This first round of grants will fund a wide range of research, led by more than 40 investigators representing 16 different departments and units on campus, joined by postdoctoral fellows, graduate students, and staff. Cohen was impressed by the quality of the proposals submitted and selected, and by the funding from Abbott for this initial round of its five-year commitment to the Center.
– Neal Cohen
“We are very pleased with the support we’re getting from Abbott to move ahead aggressively and also very pleased by the response we’ve gotten from the University of Illinois investigators,” Cohen said. “They have really embraced these opportunities and come through with fantastic proposals.”
Cohen said the plan from the start was to select proposals representing a balanced approach to the center’s research goals, and those accepted in this first round meet that principle.

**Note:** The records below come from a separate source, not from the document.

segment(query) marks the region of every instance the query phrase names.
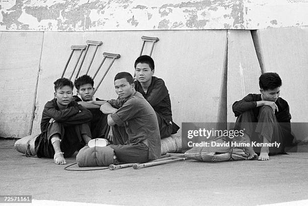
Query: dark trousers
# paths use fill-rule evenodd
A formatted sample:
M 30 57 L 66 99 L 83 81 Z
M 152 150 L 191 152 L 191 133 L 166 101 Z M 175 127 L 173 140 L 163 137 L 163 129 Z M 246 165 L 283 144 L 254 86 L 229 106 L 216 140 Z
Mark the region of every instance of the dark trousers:
M 115 125 L 111 128 L 113 137 L 110 147 L 114 150 L 119 162 L 143 163 L 148 161 L 148 147 L 145 144 L 129 144 L 125 127 Z
M 257 117 L 255 116 L 253 110 L 243 113 L 238 117 L 235 128 L 243 129 L 252 142 L 263 143 L 264 137 L 269 143 L 281 143 L 279 148 L 269 148 L 271 155 L 284 152 L 285 141 L 281 128 L 269 106 L 261 106 Z M 254 147 L 254 149 L 256 153 L 260 153 L 261 147 Z
M 170 136 L 173 129 L 172 123 L 167 122 L 167 121 L 165 120 L 160 114 L 156 112 L 155 113 L 156 113 L 157 120 L 159 122 L 161 139 Z
M 90 109 L 92 113 L 92 120 L 89 122 L 92 139 L 105 138 L 108 127 L 107 115 L 99 109 Z
M 64 125 L 58 122 L 50 123 L 47 131 L 43 132 L 39 136 L 39 142 L 37 143 L 38 157 L 53 158 L 55 152 L 50 140 L 52 136 L 56 134 L 59 134 L 61 139 L 60 148 L 61 151 L 64 153 L 64 157 L 71 157 L 77 149 L 85 145 L 82 134 L 86 134 L 91 136 L 90 129 L 87 123 L 73 125 Z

“In the selection process we had in mind the idea of a portfolio, and that the portfolio would be balanced,” he said. “We mean balanced in a number of ways, both human studies and animal studies and that within the human studies we target a number of different ages and populations.”
Cohen added that balance also includes different categories of projects, such as intervention-based research that tests the effects of nutritional compounds, or developing research support facilities for testing nutrients, for example.
In addition to a balanced approach to research, guiding principles of the Center include creating synergies between different kinds of efforts, and integrating Center-funded projects with current or proposed projects, such as those funded by National Institutes of Health grants.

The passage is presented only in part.